Step 3: Flexible Budget Preparation
The flexible budget adjusts for changes in sales volume, allowing better performance evaluation. Using estimated annual sales of 2,900 units, the flexible budget recalculates revenues and costs proportionally. Adjustments include increasing the animal fee by 3.25%, which raises unit revenue from $38.75 to approximately $40.03, and increasing variable costs by 2.75%, including feed, veterinary, labor, supplies, and contractors, which affects each variable expense category accordingly.

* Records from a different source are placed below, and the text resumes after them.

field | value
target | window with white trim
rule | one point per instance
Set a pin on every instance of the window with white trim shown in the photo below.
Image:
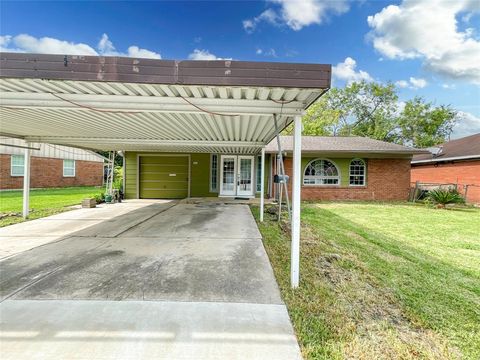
(17, 165)
(213, 173)
(321, 172)
(68, 168)
(357, 172)
(259, 174)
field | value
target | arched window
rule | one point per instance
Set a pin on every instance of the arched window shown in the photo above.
(357, 172)
(321, 172)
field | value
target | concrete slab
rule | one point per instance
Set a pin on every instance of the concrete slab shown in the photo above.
(210, 220)
(236, 270)
(194, 280)
(21, 237)
(145, 330)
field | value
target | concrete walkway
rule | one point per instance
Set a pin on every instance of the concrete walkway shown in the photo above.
(159, 280)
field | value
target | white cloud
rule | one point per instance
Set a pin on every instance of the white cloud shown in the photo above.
(47, 45)
(135, 51)
(427, 29)
(297, 14)
(448, 86)
(418, 83)
(266, 52)
(198, 54)
(346, 71)
(106, 48)
(402, 84)
(412, 83)
(269, 16)
(467, 124)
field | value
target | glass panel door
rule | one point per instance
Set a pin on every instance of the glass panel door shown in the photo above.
(245, 175)
(228, 175)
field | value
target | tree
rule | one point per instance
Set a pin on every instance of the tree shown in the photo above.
(422, 125)
(372, 110)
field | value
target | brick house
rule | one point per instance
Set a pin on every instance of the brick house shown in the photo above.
(51, 166)
(347, 168)
(454, 162)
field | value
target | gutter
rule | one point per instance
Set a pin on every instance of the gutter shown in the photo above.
(453, 158)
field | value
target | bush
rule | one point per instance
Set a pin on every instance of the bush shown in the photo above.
(99, 198)
(442, 197)
(118, 178)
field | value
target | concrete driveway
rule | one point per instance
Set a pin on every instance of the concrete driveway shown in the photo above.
(161, 280)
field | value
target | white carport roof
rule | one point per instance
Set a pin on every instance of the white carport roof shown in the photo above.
(112, 103)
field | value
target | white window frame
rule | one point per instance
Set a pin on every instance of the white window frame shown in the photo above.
(216, 174)
(338, 177)
(17, 166)
(364, 173)
(258, 174)
(74, 168)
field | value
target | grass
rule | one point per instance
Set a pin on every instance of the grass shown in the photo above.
(43, 202)
(382, 281)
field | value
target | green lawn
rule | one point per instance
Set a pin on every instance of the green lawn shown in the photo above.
(382, 281)
(43, 202)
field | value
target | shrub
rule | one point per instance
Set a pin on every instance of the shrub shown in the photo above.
(442, 197)
(118, 178)
(100, 197)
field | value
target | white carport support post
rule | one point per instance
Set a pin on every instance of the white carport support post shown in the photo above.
(26, 181)
(262, 184)
(296, 197)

Additional costs for bedding and specialty food are incorporated based on the expected volume of non-traditional animals (250 animals), with respective costs of $1.15 and $1.32 per animal. A proposed business relocation is projected to reduce rent expenses by $700. The online advertising campaign introduces a mixed cost structure, with a fixed expense of $800 and variable costs proportional to online views and scheduled appointments, estimated at 1,400 views and 225 appointments.
All these factors are input into the Excel model, with formulas implemented for calculations such as total variable costs, contribution margin, and net income, enabling dynamic scenario analysis.
Step 4: Variance Analysis and Explanations
Variance analysis compares actual results to the flexible budget to identify areas of favorable or unfavorable performance. The formulas in column J compute the differences, such as `=Actual - Budgeted`, and the explanations in column L interpret these variances.
For instance, a positive variance in sales indicates higher actual revenue than budgeted, perhaps due to better animal fee collection or higher sales volume. Conversely, negative variances in variable costs suggest cost control or efficiency gains, while negative variances in fixed costs might be tied to lower-than-expected expenses, such as rent savings from relocation.
Overall, these variances inform managerial decisions to either capitalize on strengths or address weaknesses, enhancing the financial health of the business.
Conclusion
Effective budgeting, combined with flexible forecasting and variance analysis, provides a robust framework for managing business performance. Using Excel formulas, managers can automate calculations, conduct sensitivity analyses, and make informed strategic decisions. Accurate variance explanations help pinpoint operational areas needing improvement, supporting continuous financial refinement. This comprehensive approach ensures the business remains adaptable and financially resilient amid changing market conditions.